Die Bewunderung, die al-Husseini für Hitler hatte, war beiderseitig. Während er den Katholizismus als schwache, weibliche Religion anprangerte, lobte Hitler den Islam als starke, aggressive, kriegerische Religion. Albert Speer, Hitlers Minister für Rüstung und Kriegsproduktion, schrieb ein Memoir seiner Erfahrungen aus dem Zweiten Weltkrieg, in dem er Hitlers Gedanken festhielt.
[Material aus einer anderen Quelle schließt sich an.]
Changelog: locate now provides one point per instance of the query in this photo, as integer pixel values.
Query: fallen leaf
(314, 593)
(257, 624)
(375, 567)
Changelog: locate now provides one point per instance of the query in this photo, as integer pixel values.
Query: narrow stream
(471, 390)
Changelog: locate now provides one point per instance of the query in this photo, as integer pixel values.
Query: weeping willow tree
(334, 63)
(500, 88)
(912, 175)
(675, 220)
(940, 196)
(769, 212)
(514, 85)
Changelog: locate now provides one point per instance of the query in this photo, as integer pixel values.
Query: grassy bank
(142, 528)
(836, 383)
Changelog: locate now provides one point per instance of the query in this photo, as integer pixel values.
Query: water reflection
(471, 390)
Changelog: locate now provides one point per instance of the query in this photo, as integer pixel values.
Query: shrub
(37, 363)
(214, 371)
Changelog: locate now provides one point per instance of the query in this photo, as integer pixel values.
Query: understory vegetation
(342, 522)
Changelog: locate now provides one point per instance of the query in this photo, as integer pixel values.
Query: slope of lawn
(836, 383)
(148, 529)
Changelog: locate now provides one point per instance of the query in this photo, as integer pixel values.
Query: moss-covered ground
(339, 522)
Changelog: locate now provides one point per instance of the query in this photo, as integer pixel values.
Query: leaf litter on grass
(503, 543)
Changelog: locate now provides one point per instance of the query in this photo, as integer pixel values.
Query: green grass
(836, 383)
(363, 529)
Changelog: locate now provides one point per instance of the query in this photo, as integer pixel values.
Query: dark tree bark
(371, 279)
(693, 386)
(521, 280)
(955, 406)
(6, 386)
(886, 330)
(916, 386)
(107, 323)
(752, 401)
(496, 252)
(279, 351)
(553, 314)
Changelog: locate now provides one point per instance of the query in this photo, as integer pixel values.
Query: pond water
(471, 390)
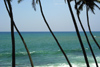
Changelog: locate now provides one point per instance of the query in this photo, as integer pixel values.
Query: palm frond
(81, 6)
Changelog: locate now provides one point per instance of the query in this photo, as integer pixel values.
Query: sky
(56, 12)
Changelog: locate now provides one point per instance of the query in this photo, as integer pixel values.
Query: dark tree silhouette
(86, 36)
(90, 4)
(78, 34)
(12, 34)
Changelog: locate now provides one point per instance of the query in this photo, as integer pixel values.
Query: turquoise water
(44, 50)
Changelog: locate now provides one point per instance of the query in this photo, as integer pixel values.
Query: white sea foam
(73, 65)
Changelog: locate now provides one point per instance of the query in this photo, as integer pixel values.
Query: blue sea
(45, 51)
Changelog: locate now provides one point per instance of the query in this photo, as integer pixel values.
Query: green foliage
(89, 3)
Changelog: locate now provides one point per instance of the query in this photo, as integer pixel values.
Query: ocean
(45, 51)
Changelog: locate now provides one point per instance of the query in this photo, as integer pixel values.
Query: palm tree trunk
(90, 28)
(53, 34)
(86, 37)
(12, 35)
(12, 28)
(78, 34)
(88, 42)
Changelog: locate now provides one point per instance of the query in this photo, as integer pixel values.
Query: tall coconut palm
(12, 34)
(78, 34)
(86, 35)
(90, 4)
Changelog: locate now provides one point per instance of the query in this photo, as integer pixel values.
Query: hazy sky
(56, 12)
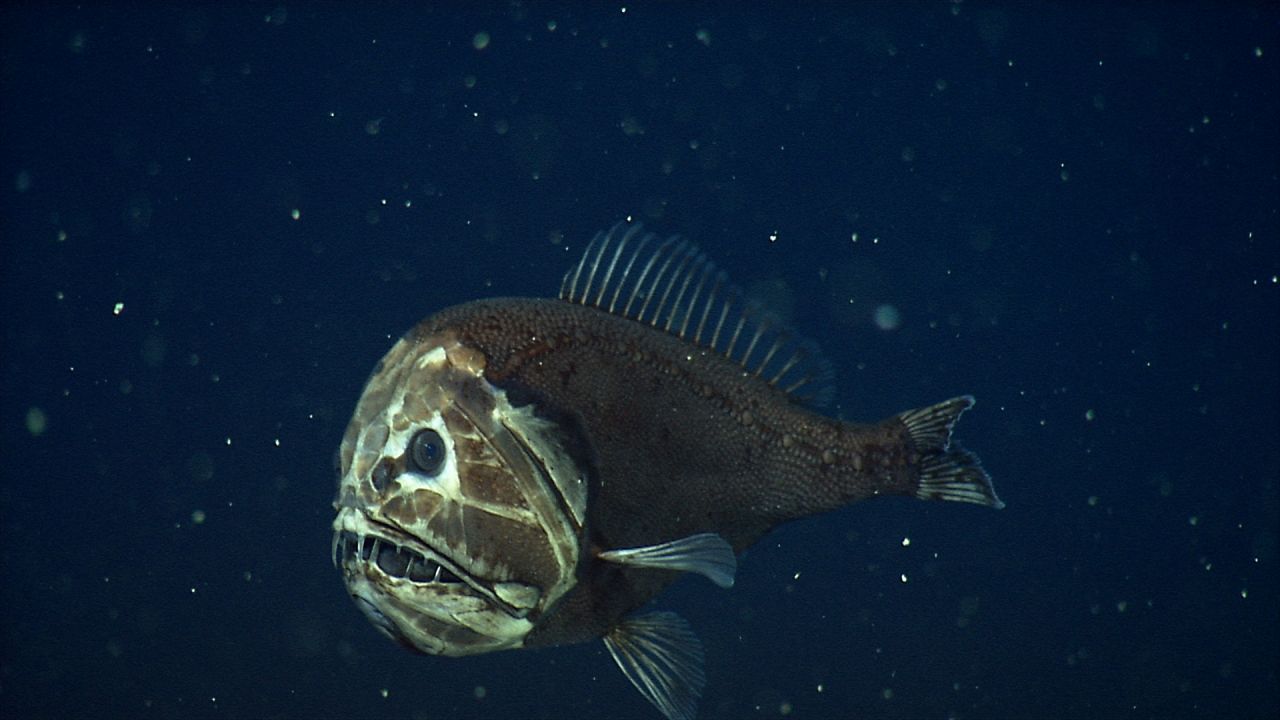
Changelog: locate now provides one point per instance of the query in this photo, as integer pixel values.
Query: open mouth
(392, 559)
„Sie sehen, es war unser Unglück, die falsche Religion zu haben“, berichtete Speer, wie Hitler häufig sagte. „Warum hatten wir nicht die Religion der Japaner, die Opfer für das Vaterland als das höchste Gut ansehen? Auch die mohammedanische Religion wäre für uns viel verträglicher gewesen als das Christentum. Warum musste es das Christentum mit seiner Sanftmut und Schlaffheit sein? “

Die Verbindung von Mufti Haj Amin al-Husseini mit dem nationalsozialistischen Deutschland, hat dazu geführt das Benjamin Netanjahu, die Haltung zu Palästina Radikaler vorantreibt. 2015 behauptete Netanyahu, dass Husseini den Hitler überredet hat die endgültige Lösung einzuführen. Doch der Sturm, der über dieser Aussage ausbrach, hat das Bewusstsein für Husseinis nationalsozialistische Beziehungen geschärft.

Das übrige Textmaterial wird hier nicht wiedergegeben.